Meramu Takwa di Jagat Maya: Inovasi UHAMKA Menjawab Panggilan Zaman

Table of Contents

Layar gawai di genggaman seorang remaja menyala tanpa henti. Dalam hitungan menit, jemarinya lincah melompat dari video dakwah singkat di TikTok, ke perdebatan sengit di kolom komentar Instagram, lalu tersesat dalam pusaran konten nirfaedah. 

Inilah potret generasi digital, sebuah realitas yang menjadi tantangan sekaligus kegelisahan bagi para pendidik, terutama guru agama. Bagaimana menanamkan nilai luhur di tengah rimba informasi yang begitu riuh?

Di sebuah sudut Jakarta, tepatnya di lingkungan kampus Universitas Muhammadiyah Prof. Dr. HAMKA (UHAMKA), kegelisahan itu tidak hanya didiskusikan, tetapi coba dirumuskan jawabannya. Program Studi Pendidikan Agama Islam (PAI) di sini sedang berbenah, mencoba meracik sebuah formula baru untuk mencetak guru agama yang tak hanya fasih berdalil, tetapi juga sigap beradaptasi dengan zaman.

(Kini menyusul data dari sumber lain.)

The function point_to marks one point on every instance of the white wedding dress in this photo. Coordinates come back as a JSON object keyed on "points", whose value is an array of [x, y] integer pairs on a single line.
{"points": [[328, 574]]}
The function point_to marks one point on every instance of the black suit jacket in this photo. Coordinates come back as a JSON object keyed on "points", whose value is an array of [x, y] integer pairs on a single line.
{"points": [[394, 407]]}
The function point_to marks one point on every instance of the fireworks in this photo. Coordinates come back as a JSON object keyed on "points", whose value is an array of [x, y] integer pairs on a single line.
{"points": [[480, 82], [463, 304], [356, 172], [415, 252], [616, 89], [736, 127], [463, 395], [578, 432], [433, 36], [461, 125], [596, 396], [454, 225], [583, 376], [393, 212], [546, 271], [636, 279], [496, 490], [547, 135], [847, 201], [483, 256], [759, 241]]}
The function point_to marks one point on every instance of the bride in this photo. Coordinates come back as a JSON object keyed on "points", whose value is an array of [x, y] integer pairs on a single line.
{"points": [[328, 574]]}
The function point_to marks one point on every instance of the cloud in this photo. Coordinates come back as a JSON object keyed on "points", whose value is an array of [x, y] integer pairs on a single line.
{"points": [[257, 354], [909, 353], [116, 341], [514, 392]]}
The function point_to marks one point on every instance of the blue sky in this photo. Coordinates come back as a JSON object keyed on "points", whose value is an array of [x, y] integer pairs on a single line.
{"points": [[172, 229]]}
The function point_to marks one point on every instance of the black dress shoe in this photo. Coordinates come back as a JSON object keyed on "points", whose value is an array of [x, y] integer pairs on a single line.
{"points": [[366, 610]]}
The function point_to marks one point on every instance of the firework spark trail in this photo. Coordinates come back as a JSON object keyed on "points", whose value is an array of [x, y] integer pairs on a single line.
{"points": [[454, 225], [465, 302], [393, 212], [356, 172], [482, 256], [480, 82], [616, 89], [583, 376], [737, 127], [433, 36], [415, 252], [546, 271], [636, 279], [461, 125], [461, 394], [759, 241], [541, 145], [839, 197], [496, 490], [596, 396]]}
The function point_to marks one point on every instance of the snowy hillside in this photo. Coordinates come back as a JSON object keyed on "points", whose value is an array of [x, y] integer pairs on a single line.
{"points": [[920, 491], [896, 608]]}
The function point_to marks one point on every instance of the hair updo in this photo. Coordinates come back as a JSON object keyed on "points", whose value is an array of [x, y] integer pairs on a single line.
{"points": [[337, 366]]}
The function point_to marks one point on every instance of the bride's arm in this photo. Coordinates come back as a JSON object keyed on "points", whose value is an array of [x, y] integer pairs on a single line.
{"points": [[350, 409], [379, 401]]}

"Peran guru agama Islam menjadi sangat penting hari ini. Anak-anak kita adalah native digital, dan jika kita sebagai pendidik gagap teknologi, kita akan ditinggalkan," ujar Shobah Shofariyani Iryanti, S.Pd.I, M.Pd., Kepala Program Studi (Kaprodi) Pendidikan Agama Islam Uhamka, dalam presentasinya. Beliau menjelaskan bahwa tantangan seperti perundungan siber dan degradasi moral menuntut kehadiran sosok pendidik yang mampu masuk ke dunia anak-anak muda itu.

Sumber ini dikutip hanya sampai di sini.